You can throw away a table and recreate it in minutes and vice versa you can edit the data and the table will adapt.

I am so used to this and I am worried of loosing this flexibility with Iceberg.

Maybe a mix is the way to go.

TFA is very well written by the way. From my perspective I see Iceberg as Hive tables 2.0. Solving a lot of the Hive related problems but not all generic database problems. So all new features are positive for me.

But my only gripe is - is the added complexity worth it?

chojeen•6mo ago
I really don't get a lot of this criticism. For example, who is using iceberg with hundreds of concurrent committers, especially at the scale mentioned in the article (10k rows per second)? Using iceberg or any table format over object storage would be insane in that case. But for your typical spark application, you have one main writer (the spark driver) appending or merging a large number of records in > 1 minute microbatches and maybe a handful of maintenance jobs for compaction and retention; Iceberg's concurrency system works fine there.

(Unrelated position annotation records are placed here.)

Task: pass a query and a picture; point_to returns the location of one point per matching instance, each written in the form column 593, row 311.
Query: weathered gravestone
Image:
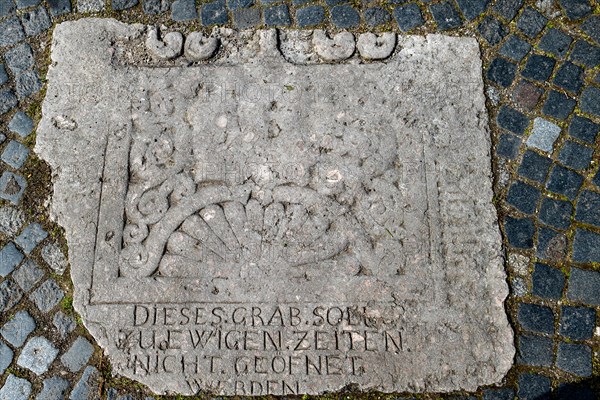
column 259, row 224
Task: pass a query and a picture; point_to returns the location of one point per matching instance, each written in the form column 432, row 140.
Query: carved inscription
column 268, row 349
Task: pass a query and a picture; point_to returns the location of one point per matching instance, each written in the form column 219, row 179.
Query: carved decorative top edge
column 226, row 46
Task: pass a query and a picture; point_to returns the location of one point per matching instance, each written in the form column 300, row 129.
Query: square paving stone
column 533, row 317
column 183, row 10
column 586, row 247
column 7, row 7
column 558, row 105
column 344, row 16
column 556, row 42
column 10, row 294
column 543, row 135
column 520, row 232
column 502, row 72
column 547, row 282
column 508, row 146
column 155, row 7
column 523, row 197
column 564, row 181
column 16, row 329
column 569, row 77
column 64, row 324
column 584, row 285
column 15, row 154
column 588, row 208
column 589, row 102
column 90, row 6
column 15, row 388
column 551, row 244
column 37, row 355
column 10, row 257
column 585, row 53
column 445, row 15
column 535, row 350
column 31, row 236
column 575, row 155
column 3, row 75
column 575, row 390
column 27, row 83
column 408, row 16
column 376, row 16
column 310, row 16
column 538, row 67
column 118, row 5
column 577, row 323
column 512, row 120
column 534, row 166
column 576, row 9
column 591, row 26
column 277, row 16
column 8, row 100
column 36, row 21
column 54, row 257
column 531, row 22
column 78, row 354
column 27, row 275
column 21, row 124
column 499, row 394
column 6, row 356
column 534, row 387
column 59, row 7
column 471, row 9
column 584, row 129
column 214, row 13
column 12, row 187
column 556, row 213
column 55, row 388
column 19, row 58
column 492, row 30
column 27, row 3
column 507, row 8
column 11, row 32
column 244, row 18
column 235, row 4
column 574, row 358
column 527, row 95
column 48, row 295
column 515, row 48
column 86, row 385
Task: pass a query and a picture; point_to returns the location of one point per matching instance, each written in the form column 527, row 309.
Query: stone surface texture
column 248, row 239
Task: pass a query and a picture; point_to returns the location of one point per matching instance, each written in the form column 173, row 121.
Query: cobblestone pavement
column 542, row 75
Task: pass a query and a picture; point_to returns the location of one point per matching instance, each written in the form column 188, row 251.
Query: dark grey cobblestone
column 547, row 282
column 35, row 21
column 15, row 388
column 64, row 324
column 48, row 295
column 534, row 387
column 37, row 355
column 6, row 357
column 10, row 294
column 55, row 388
column 10, row 257
column 577, row 323
column 27, row 275
column 16, row 330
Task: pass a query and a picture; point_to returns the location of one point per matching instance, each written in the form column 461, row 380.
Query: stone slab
column 249, row 225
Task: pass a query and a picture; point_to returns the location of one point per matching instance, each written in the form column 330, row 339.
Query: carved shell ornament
column 347, row 209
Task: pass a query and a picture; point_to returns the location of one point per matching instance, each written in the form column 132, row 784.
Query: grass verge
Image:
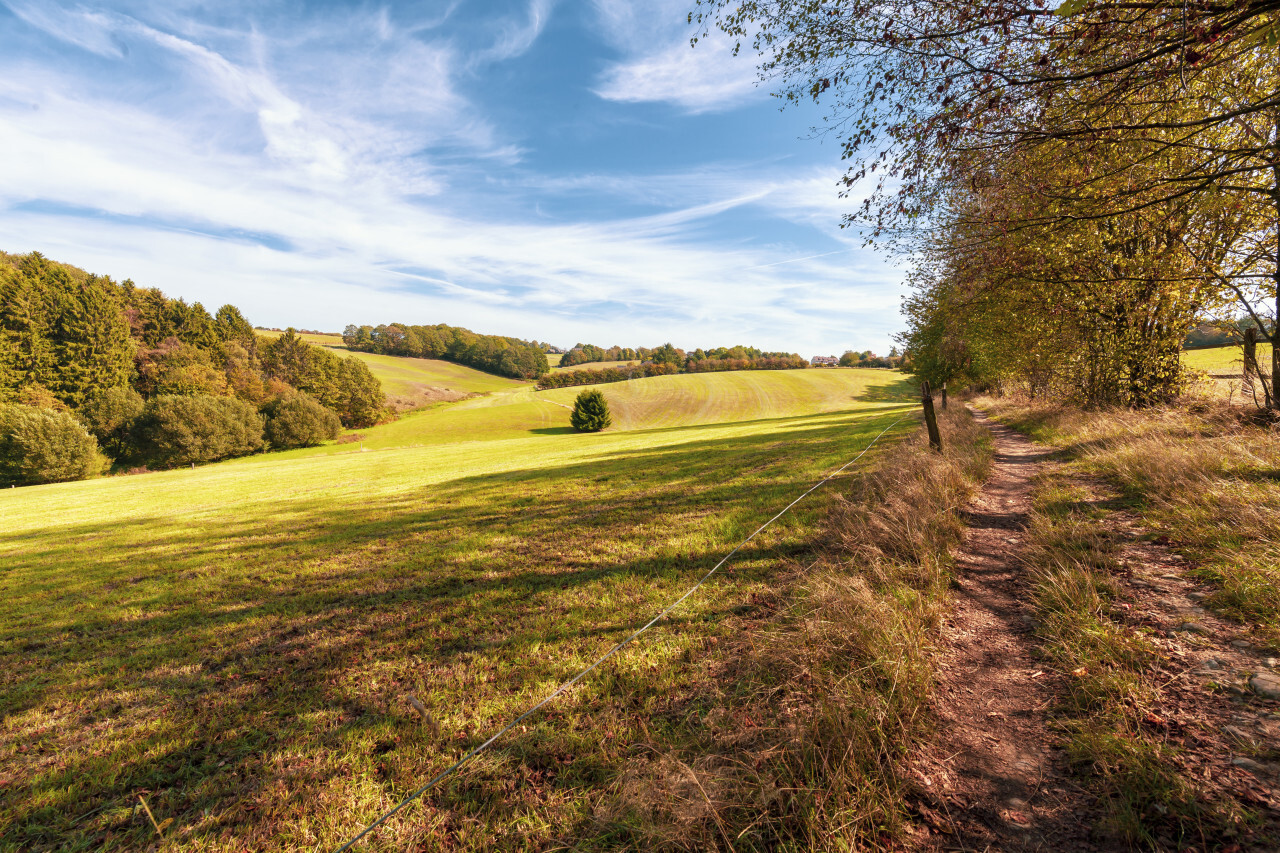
column 1206, row 478
column 795, row 737
column 1110, row 716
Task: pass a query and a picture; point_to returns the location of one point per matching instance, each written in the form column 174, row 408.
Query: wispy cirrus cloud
column 348, row 167
column 659, row 64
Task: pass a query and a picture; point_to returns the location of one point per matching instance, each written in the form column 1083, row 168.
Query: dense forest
column 668, row 360
column 489, row 352
column 868, row 359
column 666, row 354
column 90, row 366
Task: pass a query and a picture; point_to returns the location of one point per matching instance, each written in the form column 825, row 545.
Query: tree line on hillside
column 94, row 372
column 672, row 361
column 666, row 354
column 1080, row 182
column 1221, row 333
column 489, row 352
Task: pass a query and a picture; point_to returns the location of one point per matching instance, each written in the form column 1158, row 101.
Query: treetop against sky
column 552, row 170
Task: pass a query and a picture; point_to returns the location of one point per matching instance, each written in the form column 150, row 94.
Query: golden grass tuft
column 1200, row 477
column 799, row 737
column 1203, row 475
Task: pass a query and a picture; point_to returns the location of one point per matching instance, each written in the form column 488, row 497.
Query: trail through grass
column 236, row 643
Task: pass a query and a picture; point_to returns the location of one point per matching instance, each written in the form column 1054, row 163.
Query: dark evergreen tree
column 91, row 341
column 179, row 430
column 590, row 411
column 297, row 420
column 109, row 416
column 44, row 446
column 232, row 325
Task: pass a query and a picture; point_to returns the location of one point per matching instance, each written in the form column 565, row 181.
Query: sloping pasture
column 236, row 644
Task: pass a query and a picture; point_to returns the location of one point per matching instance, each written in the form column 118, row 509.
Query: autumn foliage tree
column 590, row 411
column 1110, row 170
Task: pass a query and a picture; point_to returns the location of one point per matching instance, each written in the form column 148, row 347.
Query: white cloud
column 659, row 64
column 515, row 37
column 81, row 27
column 336, row 206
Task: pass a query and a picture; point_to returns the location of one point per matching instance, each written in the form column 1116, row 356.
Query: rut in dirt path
column 990, row 780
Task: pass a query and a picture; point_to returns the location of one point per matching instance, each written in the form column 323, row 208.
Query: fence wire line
column 613, row 651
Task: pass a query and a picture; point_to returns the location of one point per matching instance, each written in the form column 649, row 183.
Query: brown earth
column 993, row 779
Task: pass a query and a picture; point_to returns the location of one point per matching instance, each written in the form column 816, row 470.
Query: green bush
column 179, row 430
column 590, row 411
column 297, row 420
column 45, row 446
column 109, row 415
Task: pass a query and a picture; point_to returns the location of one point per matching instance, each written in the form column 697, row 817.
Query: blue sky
column 554, row 170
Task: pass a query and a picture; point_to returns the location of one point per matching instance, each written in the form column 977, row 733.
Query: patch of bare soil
column 425, row 396
column 991, row 780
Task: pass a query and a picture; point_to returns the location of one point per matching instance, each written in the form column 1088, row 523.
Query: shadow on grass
column 219, row 661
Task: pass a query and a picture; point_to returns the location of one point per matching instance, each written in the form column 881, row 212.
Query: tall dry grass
column 800, row 734
column 1203, row 475
column 1185, row 470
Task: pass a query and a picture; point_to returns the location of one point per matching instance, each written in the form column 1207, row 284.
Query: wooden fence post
column 931, row 419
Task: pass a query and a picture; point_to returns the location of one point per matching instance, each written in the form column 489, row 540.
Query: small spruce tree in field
column 590, row 411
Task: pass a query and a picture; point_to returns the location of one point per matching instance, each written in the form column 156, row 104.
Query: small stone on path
column 1266, row 684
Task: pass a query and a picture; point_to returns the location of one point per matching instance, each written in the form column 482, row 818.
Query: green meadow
column 1223, row 359
column 236, row 644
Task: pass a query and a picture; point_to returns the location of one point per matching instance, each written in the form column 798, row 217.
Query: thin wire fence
column 609, row 653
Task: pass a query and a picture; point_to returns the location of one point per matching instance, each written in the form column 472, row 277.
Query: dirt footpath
column 993, row 779
column 990, row 783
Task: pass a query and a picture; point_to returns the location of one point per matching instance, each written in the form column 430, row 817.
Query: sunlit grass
column 236, row 643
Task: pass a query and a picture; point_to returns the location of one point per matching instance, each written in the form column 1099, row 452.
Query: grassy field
column 589, row 365
column 236, row 643
column 1223, row 359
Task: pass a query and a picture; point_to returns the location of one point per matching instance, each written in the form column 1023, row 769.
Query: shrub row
column 568, row 379
column 46, row 446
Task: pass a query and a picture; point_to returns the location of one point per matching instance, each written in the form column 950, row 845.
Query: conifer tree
column 590, row 411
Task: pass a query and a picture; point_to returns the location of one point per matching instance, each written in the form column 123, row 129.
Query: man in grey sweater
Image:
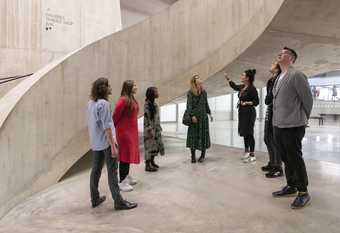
column 292, row 105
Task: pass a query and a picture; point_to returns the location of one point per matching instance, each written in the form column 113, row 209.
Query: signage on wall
column 60, row 30
column 54, row 19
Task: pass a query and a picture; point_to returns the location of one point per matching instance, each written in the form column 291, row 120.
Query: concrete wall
column 42, row 120
column 35, row 32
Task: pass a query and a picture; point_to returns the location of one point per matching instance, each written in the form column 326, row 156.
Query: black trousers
column 288, row 141
column 274, row 156
column 124, row 169
column 249, row 143
column 97, row 165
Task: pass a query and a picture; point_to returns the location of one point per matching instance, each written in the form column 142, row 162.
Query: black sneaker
column 99, row 201
column 274, row 173
column 301, row 201
column 125, row 205
column 266, row 168
column 286, row 191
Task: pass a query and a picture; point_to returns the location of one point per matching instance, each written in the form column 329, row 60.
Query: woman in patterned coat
column 153, row 143
column 198, row 137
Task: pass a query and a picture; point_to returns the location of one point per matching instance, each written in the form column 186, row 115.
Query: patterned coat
column 153, row 143
column 198, row 134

If you have any use case like one the author describes, maybe use an in-memory cloud database with tiered storage or a plain RDBMS. Iceberg (and similar formats) work great for the use cases for which they're designed.

RhysU•6mo ago
> But for your typical spark application, you have one main writer (the spark driver) appending or merging a large number of records...

The multi-writer architecture can't be proven scalable because a single writer doesn't cause it to fall over.

I have caused issues by using 500 concurrent writers on embarrassingly parallel workloads. I have watched people choose sharding schemes to accommodate Iceberg's metadata throughput NOT the natural/logical sharding of the underlying data.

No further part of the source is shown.